Examples of opening the door to extraneous offenses in Opening Statement:

  • On trial for Indecency with a Child, the defense attorney said in Opening Statement that the alleged victim’s claims were “pure fantasy” and “pure fabrication.” The lawyer went further to tell jurors the allegations were contrary to the accused’s character. See Bass v. State, 270 S.W.3d 557 (Tex. Crim. App. 2008).
  • Another trial for Indecency with a Child, defense attorney says the accused lacked opportunity to molest the complainant under the circumstances of the charged offense. This opened the door to admission of extraneous-offense evidence that defendant molested others under almost identical circumstances to rebut defendant’s lack of opportunity defensive theory. See Powell v. State, 63 S.W.3d 435, 438 (Tex. Crim. App. 2001).
  • If you open a criminal defense trial textbook to any page you are likely to find a defensive theory that opens the door to extraneous offenses in sexual abuse allegations. Just a few of the theories you need to examine carefully are:

    • Alibi
    • Lack of Opportunity
    • Fabrication of allegations for retaliation
    • Coaching of Child Witness
    • Fantasy causing false allegations
    • Misidentifying the abuser

    You are probably saying at this point, “What defense does NOT open the door to an extraneous offense in sexual abuse cases?” A defense that doesn’t tempt the prosecutor to pile on extraneous allegations probably only lives under four-leaf-clovers. Evaluating this question is too case specific and complex to answer in a blog post. In many cases, it may be a better strategy to assume the extraneous allegations are coming in, and build your strategy to handle it.

    Admission of Crimes, Wrongs, and Bad Acts

    Any criminal defense attorney needs to be well versed in the Texas Rules of Evidence. A complete and working knowledge of these rules can make all of the difference. In this context, take some time to review Rule of Evidence 404. The rules allow this toxic evidence for:

    • showing motive
    • explaining opportunity
    • proving intent
    • revealing preparation or plan
    • showing knowledge
    • rebutting identity challenges
    • showing an absence of mistake
    • Disproving accident

    The State does have to give a defense lawyer notice of the evidence that may be used, but only if the defense attorney makes a proper request. Below, you can download a sample form request for notice. Be sure you look at the Texas Rules of Evidence and Code of Criminal Procedure to double-check this form. The law regularly changes and you shouldn’t rely exclusively on this form.

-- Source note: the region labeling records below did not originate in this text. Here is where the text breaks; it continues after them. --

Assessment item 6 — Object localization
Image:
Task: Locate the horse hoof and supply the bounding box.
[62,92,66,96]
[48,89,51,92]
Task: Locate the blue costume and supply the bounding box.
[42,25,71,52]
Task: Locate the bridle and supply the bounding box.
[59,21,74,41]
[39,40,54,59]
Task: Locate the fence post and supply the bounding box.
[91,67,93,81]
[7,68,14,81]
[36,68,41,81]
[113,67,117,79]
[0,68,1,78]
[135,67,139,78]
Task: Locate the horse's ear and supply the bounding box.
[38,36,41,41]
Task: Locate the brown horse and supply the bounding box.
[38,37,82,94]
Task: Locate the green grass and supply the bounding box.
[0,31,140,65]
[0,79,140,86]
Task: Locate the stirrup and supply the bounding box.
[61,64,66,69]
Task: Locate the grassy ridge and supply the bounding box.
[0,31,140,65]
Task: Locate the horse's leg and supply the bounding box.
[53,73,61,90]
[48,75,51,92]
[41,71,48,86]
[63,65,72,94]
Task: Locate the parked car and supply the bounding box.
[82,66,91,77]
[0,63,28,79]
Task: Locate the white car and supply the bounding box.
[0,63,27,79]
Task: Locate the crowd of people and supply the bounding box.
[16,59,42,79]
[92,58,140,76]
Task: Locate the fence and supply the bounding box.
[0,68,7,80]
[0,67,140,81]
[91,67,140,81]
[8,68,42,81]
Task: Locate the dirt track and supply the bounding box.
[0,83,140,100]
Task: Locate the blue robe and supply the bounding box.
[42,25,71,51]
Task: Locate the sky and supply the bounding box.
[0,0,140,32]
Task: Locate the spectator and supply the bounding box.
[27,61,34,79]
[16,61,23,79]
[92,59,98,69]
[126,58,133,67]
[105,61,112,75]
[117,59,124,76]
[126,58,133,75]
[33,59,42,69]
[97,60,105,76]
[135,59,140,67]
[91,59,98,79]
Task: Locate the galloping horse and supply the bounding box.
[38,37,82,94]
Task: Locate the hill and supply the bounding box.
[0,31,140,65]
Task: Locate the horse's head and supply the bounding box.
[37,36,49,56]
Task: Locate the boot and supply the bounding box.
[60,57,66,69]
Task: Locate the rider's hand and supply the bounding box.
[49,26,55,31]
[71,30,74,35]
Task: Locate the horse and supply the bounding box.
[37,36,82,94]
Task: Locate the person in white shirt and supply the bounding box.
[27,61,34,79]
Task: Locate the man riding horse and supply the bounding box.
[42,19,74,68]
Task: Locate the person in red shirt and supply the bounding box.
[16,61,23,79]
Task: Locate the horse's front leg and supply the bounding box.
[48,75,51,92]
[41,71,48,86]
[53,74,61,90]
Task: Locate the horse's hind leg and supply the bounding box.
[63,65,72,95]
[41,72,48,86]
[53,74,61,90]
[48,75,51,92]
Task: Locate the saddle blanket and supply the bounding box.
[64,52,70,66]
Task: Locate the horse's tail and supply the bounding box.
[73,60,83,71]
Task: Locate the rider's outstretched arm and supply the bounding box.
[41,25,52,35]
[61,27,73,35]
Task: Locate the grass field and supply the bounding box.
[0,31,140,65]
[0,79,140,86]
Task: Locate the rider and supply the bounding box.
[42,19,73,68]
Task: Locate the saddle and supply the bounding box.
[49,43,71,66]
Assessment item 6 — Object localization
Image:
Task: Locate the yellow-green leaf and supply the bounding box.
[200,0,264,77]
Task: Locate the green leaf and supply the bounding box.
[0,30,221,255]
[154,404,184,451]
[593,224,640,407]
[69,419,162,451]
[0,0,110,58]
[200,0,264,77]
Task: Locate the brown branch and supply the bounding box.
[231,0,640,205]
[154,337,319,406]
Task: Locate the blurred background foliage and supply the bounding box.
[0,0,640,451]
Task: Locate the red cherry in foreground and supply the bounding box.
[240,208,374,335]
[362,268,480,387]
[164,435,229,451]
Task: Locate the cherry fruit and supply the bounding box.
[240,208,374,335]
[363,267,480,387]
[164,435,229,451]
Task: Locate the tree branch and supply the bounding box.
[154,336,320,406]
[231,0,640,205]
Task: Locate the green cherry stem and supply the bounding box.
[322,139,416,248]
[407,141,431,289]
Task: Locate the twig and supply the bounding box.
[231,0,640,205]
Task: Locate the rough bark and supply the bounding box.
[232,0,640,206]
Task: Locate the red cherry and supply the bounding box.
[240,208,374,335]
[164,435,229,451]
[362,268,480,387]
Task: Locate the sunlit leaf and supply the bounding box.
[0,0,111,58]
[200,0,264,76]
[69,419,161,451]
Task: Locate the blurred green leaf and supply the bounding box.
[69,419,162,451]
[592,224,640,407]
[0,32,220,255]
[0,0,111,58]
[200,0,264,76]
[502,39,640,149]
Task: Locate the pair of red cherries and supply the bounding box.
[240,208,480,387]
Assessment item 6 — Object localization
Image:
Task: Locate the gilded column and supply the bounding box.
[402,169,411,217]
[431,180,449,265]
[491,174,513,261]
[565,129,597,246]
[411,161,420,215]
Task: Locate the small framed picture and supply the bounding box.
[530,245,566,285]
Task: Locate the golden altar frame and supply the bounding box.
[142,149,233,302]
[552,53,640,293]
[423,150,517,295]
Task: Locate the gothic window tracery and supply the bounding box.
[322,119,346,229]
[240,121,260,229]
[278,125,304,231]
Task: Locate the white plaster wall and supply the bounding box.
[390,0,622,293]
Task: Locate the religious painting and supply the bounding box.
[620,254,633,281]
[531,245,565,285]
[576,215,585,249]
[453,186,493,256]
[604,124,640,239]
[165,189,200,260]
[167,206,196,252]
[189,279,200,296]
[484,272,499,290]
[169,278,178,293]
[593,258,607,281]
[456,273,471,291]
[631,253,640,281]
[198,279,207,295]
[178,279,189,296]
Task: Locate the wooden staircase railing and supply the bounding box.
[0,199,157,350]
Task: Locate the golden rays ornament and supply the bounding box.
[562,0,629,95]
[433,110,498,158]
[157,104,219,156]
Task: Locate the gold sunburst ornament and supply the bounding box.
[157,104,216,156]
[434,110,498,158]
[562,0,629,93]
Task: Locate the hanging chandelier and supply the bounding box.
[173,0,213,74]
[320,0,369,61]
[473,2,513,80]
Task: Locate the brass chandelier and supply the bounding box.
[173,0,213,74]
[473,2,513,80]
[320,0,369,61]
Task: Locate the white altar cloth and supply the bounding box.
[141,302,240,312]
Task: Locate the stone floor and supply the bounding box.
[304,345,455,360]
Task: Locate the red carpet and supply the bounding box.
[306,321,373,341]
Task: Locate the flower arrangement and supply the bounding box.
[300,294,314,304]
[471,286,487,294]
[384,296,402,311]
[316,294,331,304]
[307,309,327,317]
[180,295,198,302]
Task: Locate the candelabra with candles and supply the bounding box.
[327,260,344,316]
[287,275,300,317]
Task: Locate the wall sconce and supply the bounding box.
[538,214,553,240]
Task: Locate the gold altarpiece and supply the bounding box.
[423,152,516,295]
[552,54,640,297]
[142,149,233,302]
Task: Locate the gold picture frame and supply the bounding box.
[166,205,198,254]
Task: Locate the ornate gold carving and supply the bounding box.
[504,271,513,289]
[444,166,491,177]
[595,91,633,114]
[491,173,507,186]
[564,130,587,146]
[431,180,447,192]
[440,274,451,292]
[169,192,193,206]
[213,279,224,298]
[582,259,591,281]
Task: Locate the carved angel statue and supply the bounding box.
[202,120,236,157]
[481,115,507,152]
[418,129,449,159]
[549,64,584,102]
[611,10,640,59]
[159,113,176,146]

    Request for Notice of Evidence of Extraneous Bad Acts

    A gross mnemonic device or tool to help you remember the 404b exceptions is: LIPOMA PICK.

    • Lack of Accident
    • Intent
    • Plan
    • Opportunity
    • Motive
    • Absence of Mistake

  • Preparation
  • Identity
  • Character by the Defense
  • Knowledge
  • A lipoma is a fatty lump that can grow between your skin and muscle. A lipoma usually doesn’t hurt anything unless you PICK at it. Then it can be painful and get infected. An analogy applied to extraneous bad acts. If you don’t pick at it, then it’s just something gross that’s a part of your case. With luck you may never need treatment. LIPOMA PICK.

    Like I said, it’s gross, but hopefully it will stick in your mind. Hopefully, this warning about the hazards of Opening Statement will stick in your mind, too. Don’t get overwhelmed. Get prepared. Criminal defense is exciting and rewarding! Happy verdicts!